I like making this stuffed vegetable recipe as it reminds a bit of home. I have a combination of fish and prawns as the key ingredients to make the filling but you can substitute them for pork or just use only fish or prawns.
1 medium size aubergine
1 medium size courgette
2 medium size red chilli (omit if it’s too spicy or hot)
2-3 tablespoon of oil for pan frying
200 grms of prawns
100 grms of fish meat (coley, cod or any white fish)
1 small carrot chopped
1 tablespoon flour
First of all prepare the filling. Blend the prawns, fish meat, flour and carrot in a blender.
Slice the aubergine about 2 cm wide then make a slit in between where it has been slice so that it can hold the filling. For the courgette slice into half, scrap the core out with a spoon. then slice the courgette into half. To prepare the chili if it’s use slice it the middle then remove the core and the seeds in the middle.
Then fill the cut and core vegetables with the filling. Preheat the pan with cooking oil for frying.
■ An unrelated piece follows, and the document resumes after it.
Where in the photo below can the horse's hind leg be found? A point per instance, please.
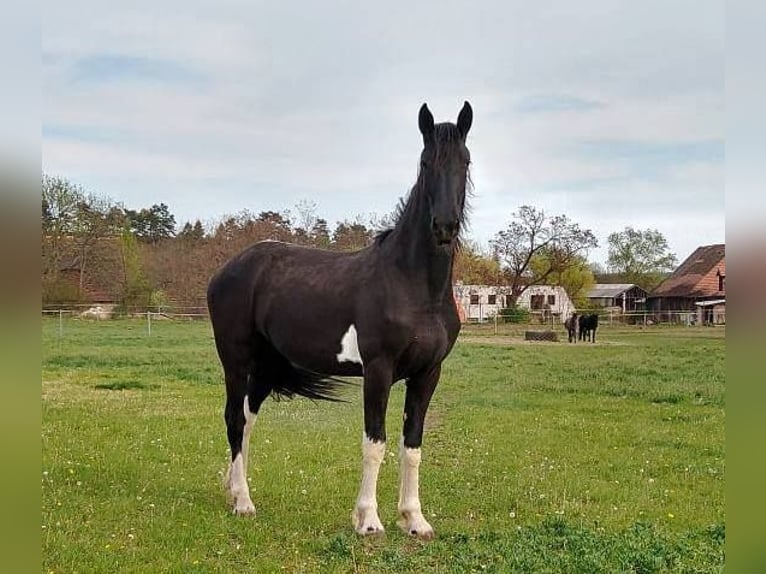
(244, 396)
(377, 386)
(419, 392)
Preheat the oven to 200 degree celcius
Dip the stuffed vegetables in flour before pan frying as it helps to seal. Pan frying it till it is slightly brown. Put them on a oven proof dish when all the stuffed vegetables been pan fried. Put the stuffed vegetables in the oven for about 20 mins or till it’s cooked. Best serve with rice or as an accompaniment to a plain noodle dish. If you like a bit of sweet chili sauce.
I serve the stuffed vegetables with some homemade noodles and some prawn relish.